Friday, December 16, 2011

Anti-cholesterol drugs can reduce flu deaths

Statins are drugs used for their cholesterol-lowering effects. They are prescribed frequently, and make pharmaceutical companies earn billions of dollars. A new study has shown they might even be a bigger cash cow, as they seem to reduce the number of deaths from infection with influenza virus, which causes the flu. While certainly unexpected, it can be a welcome addition in the everlasting fight against flu.
How it works
Scientists from the Oregon Public Health Division looked at more than 3000 patients that were hospitalized with flu, and had a confirmed influenza infection. 33 percent of these patients were given statins, either prior to hospitalization, or during. This was not part of the treatment: they just happened to be on statin treatment, likely because of high levels of cholesterol. After several confounding factors had been excluded, they found that statin treatment made patients twice as less likely to die from influenza infection. That seems quite a dramatic effect for a drug that was designed from something totally different.

Statins are normally used to reduce the levels of bad cholesterol in the body: LDL. They inhibit an enzyme that plays a key role in cholesterol production. The enzyme, dubbed HMG-CoA reductase, does not seem to play a role in the immune system, however. That is why the method of action in reducing influenza deaths remains to be investigated. New drugs are in development that work on a different mechanism, and can be used instead, or in combination with statins, to treat high levels of cholesterol.
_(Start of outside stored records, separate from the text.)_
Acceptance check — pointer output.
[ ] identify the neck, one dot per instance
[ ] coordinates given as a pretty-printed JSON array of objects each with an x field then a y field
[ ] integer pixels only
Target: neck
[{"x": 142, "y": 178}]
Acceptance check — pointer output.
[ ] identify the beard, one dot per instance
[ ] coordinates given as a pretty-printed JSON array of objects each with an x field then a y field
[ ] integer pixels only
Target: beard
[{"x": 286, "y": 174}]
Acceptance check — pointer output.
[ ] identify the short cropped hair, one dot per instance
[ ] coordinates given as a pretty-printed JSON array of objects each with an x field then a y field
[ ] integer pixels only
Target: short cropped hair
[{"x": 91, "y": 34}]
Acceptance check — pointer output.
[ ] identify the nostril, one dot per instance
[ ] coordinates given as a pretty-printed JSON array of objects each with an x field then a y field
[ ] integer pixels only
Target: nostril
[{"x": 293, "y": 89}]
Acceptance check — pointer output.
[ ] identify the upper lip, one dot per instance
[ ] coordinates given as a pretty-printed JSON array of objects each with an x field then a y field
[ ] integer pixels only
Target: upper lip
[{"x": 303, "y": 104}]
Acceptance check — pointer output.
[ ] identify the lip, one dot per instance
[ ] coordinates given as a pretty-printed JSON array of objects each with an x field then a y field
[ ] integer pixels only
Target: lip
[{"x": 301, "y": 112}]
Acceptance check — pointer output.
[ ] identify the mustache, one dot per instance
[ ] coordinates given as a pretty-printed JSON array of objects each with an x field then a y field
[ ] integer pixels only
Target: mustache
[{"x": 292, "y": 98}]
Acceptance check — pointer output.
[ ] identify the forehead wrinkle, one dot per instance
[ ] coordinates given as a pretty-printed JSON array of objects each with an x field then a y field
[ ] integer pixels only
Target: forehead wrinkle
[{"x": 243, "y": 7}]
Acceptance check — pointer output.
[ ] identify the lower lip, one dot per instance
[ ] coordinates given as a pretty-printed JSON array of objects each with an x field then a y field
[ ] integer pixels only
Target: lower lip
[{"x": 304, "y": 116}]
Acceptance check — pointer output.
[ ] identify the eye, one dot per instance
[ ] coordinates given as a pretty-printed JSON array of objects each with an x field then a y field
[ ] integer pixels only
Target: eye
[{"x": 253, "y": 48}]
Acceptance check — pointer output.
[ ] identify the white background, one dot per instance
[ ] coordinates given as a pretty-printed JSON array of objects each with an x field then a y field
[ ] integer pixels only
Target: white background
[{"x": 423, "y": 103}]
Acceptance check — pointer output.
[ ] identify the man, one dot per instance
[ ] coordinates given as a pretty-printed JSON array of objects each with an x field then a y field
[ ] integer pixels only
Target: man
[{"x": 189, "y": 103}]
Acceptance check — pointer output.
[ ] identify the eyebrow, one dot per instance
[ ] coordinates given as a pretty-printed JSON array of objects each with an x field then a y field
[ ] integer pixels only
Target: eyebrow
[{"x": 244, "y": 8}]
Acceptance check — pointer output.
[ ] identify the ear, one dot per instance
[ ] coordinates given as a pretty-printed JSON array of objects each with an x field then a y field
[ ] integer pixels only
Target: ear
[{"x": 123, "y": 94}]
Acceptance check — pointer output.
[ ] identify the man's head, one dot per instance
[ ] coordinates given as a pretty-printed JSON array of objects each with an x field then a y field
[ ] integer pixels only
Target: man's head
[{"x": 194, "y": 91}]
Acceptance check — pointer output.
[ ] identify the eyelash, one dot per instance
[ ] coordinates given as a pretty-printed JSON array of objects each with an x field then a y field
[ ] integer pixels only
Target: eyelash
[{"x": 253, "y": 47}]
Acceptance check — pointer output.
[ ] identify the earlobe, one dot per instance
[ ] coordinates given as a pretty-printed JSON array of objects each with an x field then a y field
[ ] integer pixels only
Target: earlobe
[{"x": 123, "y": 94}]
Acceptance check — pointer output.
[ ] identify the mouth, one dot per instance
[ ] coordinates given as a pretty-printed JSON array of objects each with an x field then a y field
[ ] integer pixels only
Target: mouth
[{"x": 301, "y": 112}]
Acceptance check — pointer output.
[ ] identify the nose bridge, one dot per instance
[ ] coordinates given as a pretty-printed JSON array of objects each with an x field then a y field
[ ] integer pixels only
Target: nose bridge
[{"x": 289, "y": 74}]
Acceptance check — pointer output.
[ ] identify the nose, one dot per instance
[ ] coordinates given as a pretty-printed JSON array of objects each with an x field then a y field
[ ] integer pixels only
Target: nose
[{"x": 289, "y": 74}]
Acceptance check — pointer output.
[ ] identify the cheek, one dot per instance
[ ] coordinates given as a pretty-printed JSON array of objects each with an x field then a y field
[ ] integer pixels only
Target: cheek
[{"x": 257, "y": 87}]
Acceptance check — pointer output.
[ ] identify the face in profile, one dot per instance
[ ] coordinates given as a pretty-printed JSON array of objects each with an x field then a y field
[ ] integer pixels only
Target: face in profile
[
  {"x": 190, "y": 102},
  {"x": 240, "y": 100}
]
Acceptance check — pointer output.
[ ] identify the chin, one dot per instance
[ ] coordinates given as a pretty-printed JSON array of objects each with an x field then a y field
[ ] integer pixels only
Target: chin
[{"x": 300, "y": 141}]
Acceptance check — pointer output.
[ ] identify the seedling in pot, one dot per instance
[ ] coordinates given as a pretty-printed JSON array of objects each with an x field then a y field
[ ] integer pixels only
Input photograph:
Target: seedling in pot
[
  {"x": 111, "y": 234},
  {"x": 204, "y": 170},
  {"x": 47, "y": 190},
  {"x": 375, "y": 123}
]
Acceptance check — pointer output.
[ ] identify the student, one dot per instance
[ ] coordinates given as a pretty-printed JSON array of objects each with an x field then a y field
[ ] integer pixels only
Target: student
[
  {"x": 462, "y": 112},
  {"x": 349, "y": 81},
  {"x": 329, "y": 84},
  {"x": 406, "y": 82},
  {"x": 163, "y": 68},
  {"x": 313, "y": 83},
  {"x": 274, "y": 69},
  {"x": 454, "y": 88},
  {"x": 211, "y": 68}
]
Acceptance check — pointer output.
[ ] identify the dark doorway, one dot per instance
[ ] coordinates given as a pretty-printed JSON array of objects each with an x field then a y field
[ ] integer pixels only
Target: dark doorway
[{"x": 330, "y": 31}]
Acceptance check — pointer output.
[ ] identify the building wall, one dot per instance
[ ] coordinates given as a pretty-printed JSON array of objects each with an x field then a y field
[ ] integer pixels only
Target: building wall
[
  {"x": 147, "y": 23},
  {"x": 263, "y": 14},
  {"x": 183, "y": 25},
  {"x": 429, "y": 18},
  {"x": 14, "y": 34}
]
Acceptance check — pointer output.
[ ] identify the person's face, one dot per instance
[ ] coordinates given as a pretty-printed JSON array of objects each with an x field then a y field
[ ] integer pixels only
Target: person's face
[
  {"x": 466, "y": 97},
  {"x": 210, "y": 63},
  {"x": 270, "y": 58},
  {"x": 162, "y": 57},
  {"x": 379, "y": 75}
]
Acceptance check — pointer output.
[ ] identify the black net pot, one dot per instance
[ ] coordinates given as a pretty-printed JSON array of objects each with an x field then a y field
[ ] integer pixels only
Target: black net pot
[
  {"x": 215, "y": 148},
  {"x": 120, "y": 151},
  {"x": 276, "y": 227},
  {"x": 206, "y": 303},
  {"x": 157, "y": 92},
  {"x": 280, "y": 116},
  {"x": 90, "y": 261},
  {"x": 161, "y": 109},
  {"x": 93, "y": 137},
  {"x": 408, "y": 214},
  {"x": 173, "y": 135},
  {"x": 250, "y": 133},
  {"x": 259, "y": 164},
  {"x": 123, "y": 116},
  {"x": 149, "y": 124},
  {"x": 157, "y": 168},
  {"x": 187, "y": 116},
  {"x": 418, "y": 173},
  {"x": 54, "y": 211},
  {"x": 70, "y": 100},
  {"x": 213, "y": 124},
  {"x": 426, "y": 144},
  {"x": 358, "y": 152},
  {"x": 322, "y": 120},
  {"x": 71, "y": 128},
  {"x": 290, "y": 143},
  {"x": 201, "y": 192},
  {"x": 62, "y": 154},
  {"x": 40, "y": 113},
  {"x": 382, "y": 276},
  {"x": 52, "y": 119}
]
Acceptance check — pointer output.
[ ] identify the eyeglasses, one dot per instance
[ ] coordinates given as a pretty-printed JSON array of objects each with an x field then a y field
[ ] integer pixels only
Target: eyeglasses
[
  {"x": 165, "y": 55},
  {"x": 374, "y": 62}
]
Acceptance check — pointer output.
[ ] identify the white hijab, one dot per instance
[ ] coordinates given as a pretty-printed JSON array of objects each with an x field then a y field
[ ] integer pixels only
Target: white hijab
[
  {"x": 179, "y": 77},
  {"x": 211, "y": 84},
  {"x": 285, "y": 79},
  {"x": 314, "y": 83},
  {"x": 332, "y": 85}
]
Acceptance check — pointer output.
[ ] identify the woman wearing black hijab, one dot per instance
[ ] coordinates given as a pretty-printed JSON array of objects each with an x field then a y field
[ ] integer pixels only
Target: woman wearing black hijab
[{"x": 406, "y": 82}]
The Oregon-based study was just an observational one, and does not provide any clues that explain why statins work the way they do. While that remains to be investigated, it sure is an important discovery in combating the flu. About 20,000 people are hospitalized each year in the US due to complications resulting from influenza infection, and many people die. We might be able to reduce that number now, and we already tested and tried the drug for a long time in human patients, which severely cuts down on the time needed to implement the drug for influenza therapy.